[Chap. IV, Sec. i] PREHISTORIC REMAINS OF BAMPUR 105
On the following morning a short march of only 5 miles brought us to Bampûr, the traditional `capital' of Persian Balûchistân, marked from afar by its conspicuous, if half-ruined, fort rising high above the riverine belt. The track followed led along the edge of the dunes which fringe this belt on the north. It thus skirted the area of cultivation which extends without a break from a couple of miles below our crossing-place right up to Bampûr and beyond. Careless as the cultivation of this area is, yet plentiful irrigation from the river makes its rich alluvial soil troublesome ground for camels. The width of cultivated ground along the right bank of the river steadily increases to a maximum of about a mile and a half at the fort of Bampûr. Beyond the fort, cultivation extends for another 14 miles to near Îrân-shahr or Fahreh, though much neglected in places where the ground is covered by a jungle growth of trees and scrub. On the left bank of the river from Ïrân-shahr downwards no cultivation is found at the present day until the narrow tract below Saiyyidabad, to be described later, is reached. To the extensive but also poorly tilled stretches of cultivation towards the hills to the north and north-east of Fahreh I shall have occasion to refer later on.

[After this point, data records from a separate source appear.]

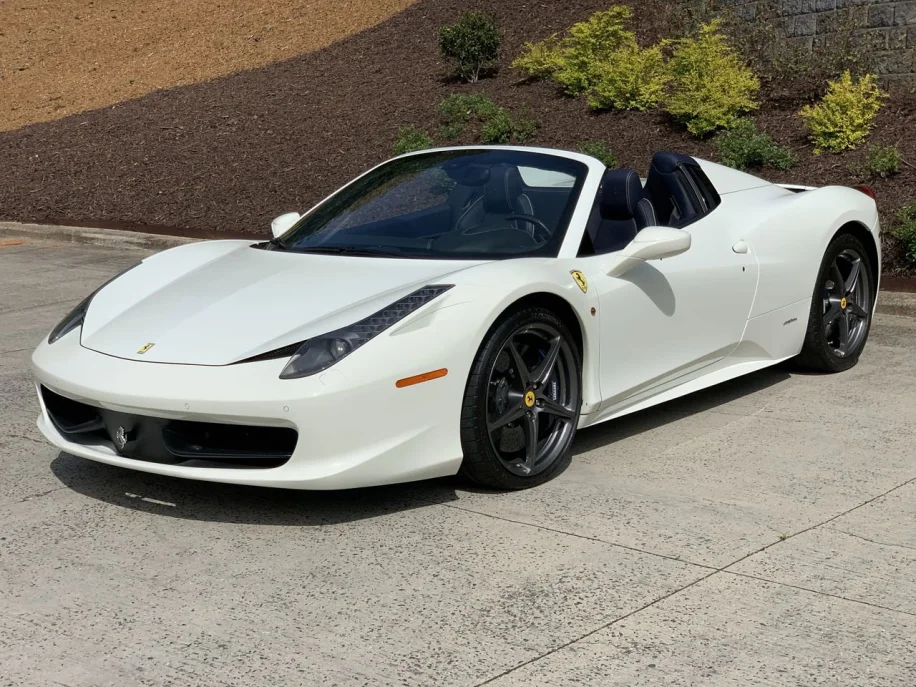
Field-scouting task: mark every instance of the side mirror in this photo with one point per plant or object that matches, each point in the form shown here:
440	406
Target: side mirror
283	223
652	243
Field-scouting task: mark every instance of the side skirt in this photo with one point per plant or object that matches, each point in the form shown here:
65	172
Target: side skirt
768	340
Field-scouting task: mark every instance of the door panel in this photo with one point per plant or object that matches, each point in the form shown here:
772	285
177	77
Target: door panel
668	318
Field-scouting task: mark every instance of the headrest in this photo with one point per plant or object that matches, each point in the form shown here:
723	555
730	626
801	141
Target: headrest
502	189
620	194
666	162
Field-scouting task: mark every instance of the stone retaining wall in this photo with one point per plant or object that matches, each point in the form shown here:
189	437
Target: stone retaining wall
888	28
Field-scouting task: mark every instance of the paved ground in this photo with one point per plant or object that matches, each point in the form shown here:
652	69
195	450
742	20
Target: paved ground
763	533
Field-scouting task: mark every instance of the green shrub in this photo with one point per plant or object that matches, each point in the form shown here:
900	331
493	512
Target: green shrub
411	139
904	228
710	85
845	115
472	44
572	59
502	127
498	125
743	146
789	70
632	79
539	60
459	109
882	161
601	151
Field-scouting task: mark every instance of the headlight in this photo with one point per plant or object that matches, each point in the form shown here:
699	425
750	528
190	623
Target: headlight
318	354
75	317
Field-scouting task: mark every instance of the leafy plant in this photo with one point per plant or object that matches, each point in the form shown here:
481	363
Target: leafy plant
710	85
743	146
882	161
790	70
601	151
498	125
502	127
411	139
571	60
904	228
472	44
845	115
540	60
458	109
631	79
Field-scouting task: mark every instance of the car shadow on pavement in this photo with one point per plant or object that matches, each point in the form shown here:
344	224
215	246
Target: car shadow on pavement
214	502
230	503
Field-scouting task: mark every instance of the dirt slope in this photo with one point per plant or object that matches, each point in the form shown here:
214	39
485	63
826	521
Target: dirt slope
58	57
231	153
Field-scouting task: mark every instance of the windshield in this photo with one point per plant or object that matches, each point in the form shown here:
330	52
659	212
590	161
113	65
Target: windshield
454	204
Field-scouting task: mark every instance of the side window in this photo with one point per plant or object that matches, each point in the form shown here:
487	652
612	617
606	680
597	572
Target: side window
704	188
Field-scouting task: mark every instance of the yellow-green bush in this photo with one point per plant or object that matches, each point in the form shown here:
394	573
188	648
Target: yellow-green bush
540	60
710	85
845	115
632	79
571	60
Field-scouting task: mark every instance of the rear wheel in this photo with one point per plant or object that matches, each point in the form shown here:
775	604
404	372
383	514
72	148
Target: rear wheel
522	402
840	317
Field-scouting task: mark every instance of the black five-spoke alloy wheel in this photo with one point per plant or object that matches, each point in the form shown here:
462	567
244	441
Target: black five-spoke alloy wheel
522	402
841	307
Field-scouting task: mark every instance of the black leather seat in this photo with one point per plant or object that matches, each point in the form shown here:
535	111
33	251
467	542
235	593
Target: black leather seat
665	186
503	194
624	210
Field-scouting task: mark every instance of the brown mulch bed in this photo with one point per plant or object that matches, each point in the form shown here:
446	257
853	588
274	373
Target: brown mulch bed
59	57
230	154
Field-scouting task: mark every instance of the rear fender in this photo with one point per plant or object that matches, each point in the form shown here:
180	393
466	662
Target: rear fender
790	240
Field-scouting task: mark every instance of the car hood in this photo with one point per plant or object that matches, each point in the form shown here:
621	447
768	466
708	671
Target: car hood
216	303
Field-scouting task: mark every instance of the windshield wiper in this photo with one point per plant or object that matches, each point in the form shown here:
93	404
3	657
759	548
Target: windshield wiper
351	250
277	244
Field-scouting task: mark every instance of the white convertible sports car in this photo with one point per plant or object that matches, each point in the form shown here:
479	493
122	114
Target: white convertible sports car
460	310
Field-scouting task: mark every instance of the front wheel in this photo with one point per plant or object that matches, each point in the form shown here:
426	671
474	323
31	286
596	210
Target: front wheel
841	308
522	402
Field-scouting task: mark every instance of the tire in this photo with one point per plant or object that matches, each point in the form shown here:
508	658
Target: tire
839	313
504	407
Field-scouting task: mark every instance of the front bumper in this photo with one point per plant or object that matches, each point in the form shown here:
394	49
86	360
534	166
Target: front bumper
350	433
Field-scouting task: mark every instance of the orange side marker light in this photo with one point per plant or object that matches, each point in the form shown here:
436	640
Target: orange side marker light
419	379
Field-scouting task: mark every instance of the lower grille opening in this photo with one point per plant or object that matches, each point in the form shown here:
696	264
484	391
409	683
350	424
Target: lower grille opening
175	442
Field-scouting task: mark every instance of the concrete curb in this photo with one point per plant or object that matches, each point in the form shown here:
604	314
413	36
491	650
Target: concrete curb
95	237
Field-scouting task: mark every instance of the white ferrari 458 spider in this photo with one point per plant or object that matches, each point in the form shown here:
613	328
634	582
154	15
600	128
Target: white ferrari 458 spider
460	310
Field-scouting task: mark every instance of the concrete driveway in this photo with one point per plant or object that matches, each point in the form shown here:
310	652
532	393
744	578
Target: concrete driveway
760	533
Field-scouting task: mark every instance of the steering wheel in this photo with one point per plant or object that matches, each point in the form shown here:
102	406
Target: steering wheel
545	232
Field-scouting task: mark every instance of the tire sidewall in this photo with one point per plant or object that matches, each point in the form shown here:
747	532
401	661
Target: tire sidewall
816	351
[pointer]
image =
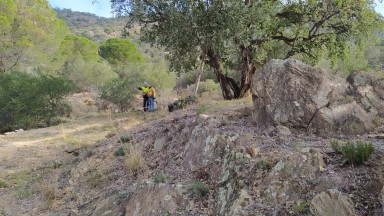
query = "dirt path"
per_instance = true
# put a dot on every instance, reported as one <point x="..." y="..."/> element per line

This rapid survey of the agricultural resources of Bampûr and its neighbourhood will suffice to illustrate the conditions which have made this tract at the head of the Bampûr basin the economic and political centre of Persian Balûchistan all through historical times. Nowhere else in this wide, but for the most part desolate, region is to be found ground affording to an equal extent potential resources for a settled population. All European travellers who have passed through Bampûr since Captain W. P. Grant's and Sir Henry Pottinger's visits in 1809-10 have had occasion to note the sad state of neglect into which cultivation has here fallen, and also the possibilities which the favourable conditions of fertile alluvial soil and water for irrigation offer for recovery under a stable and judicious system of government.
The impressions received during our short stay at Bampûr were apt to bring home all the vicissitudes this centre of Persian Balûchistân had suffered for a long time during alternating periods of oppressive rule from Kerman and practical independence, coupled with much insecurity under rapacious local chiefs. Rising high on what probably is a natural mound overlain by the debris of ages was to be seen the fort of the Bampûr chiefs ( Fig. 33 ) , a conspicuous landmark from afar. It consists of a crumbling pile of mud-built towers and casemates at one end (Fig. 31), and of equally decayed barrack-like structures lining an outer lower enclosure at the other end ( see Plan 10) . Apart from a couple of rooms above the single gateway, occupied by a small Persian guard, scarcely any of the tumble-down quarters looked safe for occupation.